A l’audience du 22 janvier 2026, l’affaire a été mise en délibéré au 26 mars 2026.
MOTIFS DE LA DECISION
Il est rappelé à titre liminaire, qu’aux termes de l’article 472 du Code de procédure civile, si le défendeur ne comparaît pas, il est néanmoins statué sur le fond. Le juge ne fait droit à la demande que dans la mesure où il l’estime régulière, recevable et bien fondée.
I. Sur le droit à indemnisation de Monsieur, [C], [A].
Monsieur, [C], [A] sollicite l’indemnisation intégrale de ses préjudices en application de la loi du 05 juillet 1985, dite loi BADINTER ainsi que des articles L211-8 et suivants et R211-29 et suivants du Code des assurances.
L’entier droit à indemnisation de M., [A] n’étant pas contesté, il convient de dire que l’indemnisation des préjudices de cette dernière sera intégrale et ainsi d’examiner chacun des préjudices allégués, à l’aune de l’expertise médicale.

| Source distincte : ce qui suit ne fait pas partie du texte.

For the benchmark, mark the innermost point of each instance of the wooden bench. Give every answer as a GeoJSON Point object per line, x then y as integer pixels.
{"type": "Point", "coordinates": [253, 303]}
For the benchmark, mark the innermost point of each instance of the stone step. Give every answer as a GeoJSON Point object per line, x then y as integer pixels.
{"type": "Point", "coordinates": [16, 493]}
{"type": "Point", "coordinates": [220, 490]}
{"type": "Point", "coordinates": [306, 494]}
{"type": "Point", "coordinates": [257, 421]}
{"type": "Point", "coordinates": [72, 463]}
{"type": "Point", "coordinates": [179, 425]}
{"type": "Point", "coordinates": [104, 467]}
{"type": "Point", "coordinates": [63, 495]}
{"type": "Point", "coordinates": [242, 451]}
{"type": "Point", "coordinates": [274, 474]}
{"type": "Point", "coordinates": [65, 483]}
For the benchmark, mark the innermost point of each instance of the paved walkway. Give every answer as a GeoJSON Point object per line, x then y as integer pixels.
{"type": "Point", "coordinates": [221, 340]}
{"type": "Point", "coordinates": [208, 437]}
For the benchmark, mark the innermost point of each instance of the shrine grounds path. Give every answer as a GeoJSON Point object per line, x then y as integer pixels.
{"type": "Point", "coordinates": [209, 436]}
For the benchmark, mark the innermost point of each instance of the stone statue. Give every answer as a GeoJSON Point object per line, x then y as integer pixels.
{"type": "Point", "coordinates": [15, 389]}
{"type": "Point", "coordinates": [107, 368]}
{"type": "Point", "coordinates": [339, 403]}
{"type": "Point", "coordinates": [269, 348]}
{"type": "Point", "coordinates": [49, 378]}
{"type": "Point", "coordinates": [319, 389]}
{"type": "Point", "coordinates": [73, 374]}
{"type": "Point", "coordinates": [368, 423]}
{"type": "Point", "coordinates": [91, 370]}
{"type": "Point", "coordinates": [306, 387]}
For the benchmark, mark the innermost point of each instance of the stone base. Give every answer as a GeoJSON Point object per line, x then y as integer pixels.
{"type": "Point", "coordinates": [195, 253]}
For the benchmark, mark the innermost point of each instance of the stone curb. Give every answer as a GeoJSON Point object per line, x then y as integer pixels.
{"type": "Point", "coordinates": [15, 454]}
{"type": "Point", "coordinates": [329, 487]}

II. Sur la liquidation des préjudices
Le demandeur sollicite la liquidation de son préjudice sur la base du rapport d’expertise médicale du Docteur, [D] rendu le 22 juin 2023 dont les conclusions sont les suivantes :
— Gêne temporaire :
o Totale : du 07.10.2018 au 30.10.2018
o Partielle :
« Classe IV : du 31.10.2018 au 18.12.2018
« Classe III : du 19.12.2018 au 22.01.2019
« Classe II : du 23.01.2019 au 26.02.2019
« Classe I : du 27.02.2019 au 13.07.2022
o Aide humaine temporaire : oui
o Arrêt temporaire des activités professionnelles : cf supra
o Souffrances endurées : 4/7
o Dommage esthétique temporaire : oui
o Consolidation : 13.07.2022
o AIPP : 12%
o Dommage esthétique permanent : 1,5/7
o Répercussions des séquelles sur l’activité professionnelle : oui
o Répercussions des séquelles sur les activités d’agrément : oui
o Répercussions des séquelles sur la vie sexuelle : oui
o Soins médicaux après consolidation/frais futurs : oui
Dans ces conditions, il conviendra de liquider les préjudices de Monsieur, [C], [A] sur la base de ce rapport d’expertise.

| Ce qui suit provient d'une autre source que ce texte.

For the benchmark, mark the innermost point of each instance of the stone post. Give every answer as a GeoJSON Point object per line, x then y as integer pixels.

A. Sur les préjudices patrimoniaux
1) Sur les préjudices patrimoniaux avant consolidation
a) Sur les dépenses de santé actuelles
Les dépenses de santé sont les frais médicaux et pharmaceutiques, non seulement les frais restés à la charge effective de la victime, mais aussi les frais payés par des tiers.

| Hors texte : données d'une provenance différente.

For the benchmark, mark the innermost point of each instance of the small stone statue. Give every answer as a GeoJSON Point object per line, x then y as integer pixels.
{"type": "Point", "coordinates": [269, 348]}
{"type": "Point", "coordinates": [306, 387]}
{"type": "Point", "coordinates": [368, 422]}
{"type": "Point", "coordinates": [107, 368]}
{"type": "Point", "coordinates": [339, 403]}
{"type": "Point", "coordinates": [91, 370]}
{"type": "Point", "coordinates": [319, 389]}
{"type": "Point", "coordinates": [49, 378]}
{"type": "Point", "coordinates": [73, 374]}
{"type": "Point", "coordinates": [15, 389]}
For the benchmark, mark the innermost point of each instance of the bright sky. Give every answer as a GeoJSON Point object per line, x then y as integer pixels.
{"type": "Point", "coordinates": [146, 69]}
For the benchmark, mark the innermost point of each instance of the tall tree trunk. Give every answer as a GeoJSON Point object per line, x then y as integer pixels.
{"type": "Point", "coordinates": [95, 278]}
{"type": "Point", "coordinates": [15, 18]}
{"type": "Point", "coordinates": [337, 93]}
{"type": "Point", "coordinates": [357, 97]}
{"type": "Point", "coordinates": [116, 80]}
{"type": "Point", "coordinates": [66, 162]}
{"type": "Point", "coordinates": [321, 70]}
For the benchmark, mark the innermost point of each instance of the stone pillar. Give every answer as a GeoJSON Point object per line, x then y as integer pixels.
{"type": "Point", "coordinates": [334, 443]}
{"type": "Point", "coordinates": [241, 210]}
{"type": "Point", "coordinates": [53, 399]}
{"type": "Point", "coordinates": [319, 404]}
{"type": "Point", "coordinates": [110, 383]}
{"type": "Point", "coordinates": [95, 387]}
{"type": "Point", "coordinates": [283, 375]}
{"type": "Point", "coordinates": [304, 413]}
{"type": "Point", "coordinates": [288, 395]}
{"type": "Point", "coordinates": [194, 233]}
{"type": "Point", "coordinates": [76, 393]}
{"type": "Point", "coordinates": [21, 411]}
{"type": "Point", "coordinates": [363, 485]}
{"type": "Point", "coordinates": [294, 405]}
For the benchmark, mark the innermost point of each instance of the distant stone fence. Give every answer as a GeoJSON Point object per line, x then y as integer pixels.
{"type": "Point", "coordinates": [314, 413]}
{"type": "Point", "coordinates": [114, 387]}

Il convient de constater que la CPAM à notifié le 29 novembre 2023 ses débours définitifs qui s’élèvent à la somme de 4.119,38 euros se décomposant des frais médicaux du 24/11/2020 au 12/07/2022 pour un montant de 2.134,44 euros, des frais pharmaceutiques du 23 décembre 2020 au 12/07/2022 pour un montant de 569,24 euros et des frais futurs réalisés pour un montant de 1.415,70 euros.
En l’absence de constitution de la CPAM, il convient de fixer sa créance qui s’élève à la somme de 4.119,38 euros.
La compagnie MSA du Languedoc a également versé ses débours qui s’élèvent à la somme totale de 50.228,58 euros se décomposant des frais médicaux et pharmaceutiques à hauteur de 3.379,58 euros des frais budget global à hauteur de 37.336,17 euros, des frais d’appareillage et de prothèse à hauteur de 682,36 euros, des frais de transport à hauteur de 2.036,59 euros et des indemnités journalières à hauteur de 6.793, 88 euros
En l’absence de constitution de la MSA du Languedoc, il convient de fixer sa créance à hauteur de la somme de 50.228,58 euros.
Monsieur, [A] sollicite le remboursement des frais médicaux restés à sa charge pour un montant total de 1.061,70 euros.
— Sur les frais d’ostéopathie :
Il sollicite le remboursement des séances des 08/07/2019, 17/09/2020 et 29/04/2021 pour un montant total de 200 euros, en produisant les factures afférentes en pièces 6. La compagnie ALLIANZ accepte le paiement de cette somme.
Ainsi, la somme de 200 euros au titre des frais d’ostéopathie sont justifiés.
— Sur les frais de kinésiologie :
Il sollicite la somme de 520 euros au titre des séances des 01/10/2020, 10/11/2020, 08/12/2020, 12/01/2021, 09/02/2021, 09/03/2021, 06/04/2021 et 04/05/2021 en produisant les factures afférentes pour un montant de 65 euros par séance.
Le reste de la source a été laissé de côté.